M. Daniel Reiner attire l'attention de M. le ministre de l'intérieur sur l'augmentation du nombre de suicides dans la police nationale.
En effet, il semble que le nombre de policiers qui se suicident sur leur lieu de travail et avec leur arme de service soit en augmentation ces dernières années. Les syndicats avancent le chiffre de 43 suicides en 2012 contre 30 en 2010. Selon ces mêmes sources, le taux de suicide est de 36 % supérieur chez les policiers par rapport aux autres professions. Malheureusement, cette tendance semble se confirmer en 2013 et, chaque mois, la presse se fait l'écho de nouveaux drames.
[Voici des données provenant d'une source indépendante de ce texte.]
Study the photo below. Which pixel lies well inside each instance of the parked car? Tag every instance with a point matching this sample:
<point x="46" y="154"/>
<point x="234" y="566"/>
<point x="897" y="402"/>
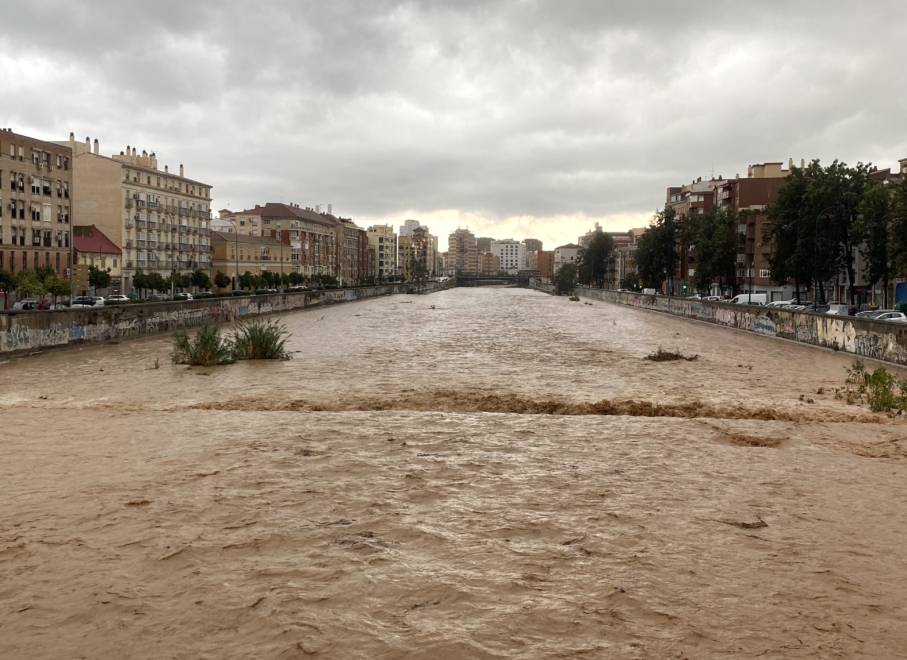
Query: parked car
<point x="26" y="304"/>
<point x="873" y="313"/>
<point x="749" y="299"/>
<point x="892" y="316"/>
<point x="838" y="309"/>
<point x="82" y="302"/>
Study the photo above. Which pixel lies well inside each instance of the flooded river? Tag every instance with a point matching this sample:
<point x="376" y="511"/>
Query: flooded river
<point x="479" y="473"/>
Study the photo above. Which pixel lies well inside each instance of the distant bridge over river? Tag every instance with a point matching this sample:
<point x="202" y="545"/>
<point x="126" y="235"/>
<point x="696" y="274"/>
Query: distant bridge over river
<point x="520" y="279"/>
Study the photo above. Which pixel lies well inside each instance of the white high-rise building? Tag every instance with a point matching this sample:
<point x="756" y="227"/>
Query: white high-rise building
<point x="511" y="253"/>
<point x="406" y="229"/>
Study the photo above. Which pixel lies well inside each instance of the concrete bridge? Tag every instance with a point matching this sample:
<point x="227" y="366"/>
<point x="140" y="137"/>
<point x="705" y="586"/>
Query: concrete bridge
<point x="486" y="280"/>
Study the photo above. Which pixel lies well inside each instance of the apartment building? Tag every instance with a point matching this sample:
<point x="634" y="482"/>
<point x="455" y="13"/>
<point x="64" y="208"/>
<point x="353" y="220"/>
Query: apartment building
<point x="36" y="186"/>
<point x="352" y="242"/>
<point x="158" y="218"/>
<point x="235" y="254"/>
<point x="489" y="264"/>
<point x="405" y="255"/>
<point x="483" y="244"/>
<point x="545" y="262"/>
<point x="92" y="248"/>
<point x="462" y="252"/>
<point x="625" y="254"/>
<point x="406" y="229"/>
<point x="565" y="254"/>
<point x="314" y="236"/>
<point x="749" y="197"/>
<point x="511" y="253"/>
<point x="383" y="240"/>
<point x="532" y="245"/>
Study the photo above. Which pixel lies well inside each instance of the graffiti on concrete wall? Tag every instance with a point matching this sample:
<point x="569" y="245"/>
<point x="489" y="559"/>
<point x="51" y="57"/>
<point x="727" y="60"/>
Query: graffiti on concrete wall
<point x="881" y="340"/>
<point x="32" y="331"/>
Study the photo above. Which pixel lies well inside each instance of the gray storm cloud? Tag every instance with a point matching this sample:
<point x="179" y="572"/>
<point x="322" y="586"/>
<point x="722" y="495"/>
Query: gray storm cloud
<point x="493" y="109"/>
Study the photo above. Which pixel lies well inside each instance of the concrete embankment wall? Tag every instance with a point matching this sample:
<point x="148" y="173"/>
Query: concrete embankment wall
<point x="28" y="332"/>
<point x="880" y="340"/>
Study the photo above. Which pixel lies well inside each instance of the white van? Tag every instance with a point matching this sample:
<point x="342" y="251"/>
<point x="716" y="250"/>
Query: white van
<point x="749" y="299"/>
Si les raisons de ces actes sont multiples, il apparaît néanmoins que la dégradation des conditions de travail de ces agents de l'État au cours des dernières années soit aussi une des causes de ces suicides. La diminution du nombre de fonctionnaires de police et les objectifs de rendement décidés par le précédent Gouvernement ont clairement participé de cette dégradation.
M. Daniel Reiner souhaiterait connaître les mesures que le Gouvernement a prises et entend prendre pour améliorer le quotidien de ces personnes, qui assurent des missions essentielles au bon fonctionnement de la société, et ainsi mieux prévenir le mal-être et le suicide.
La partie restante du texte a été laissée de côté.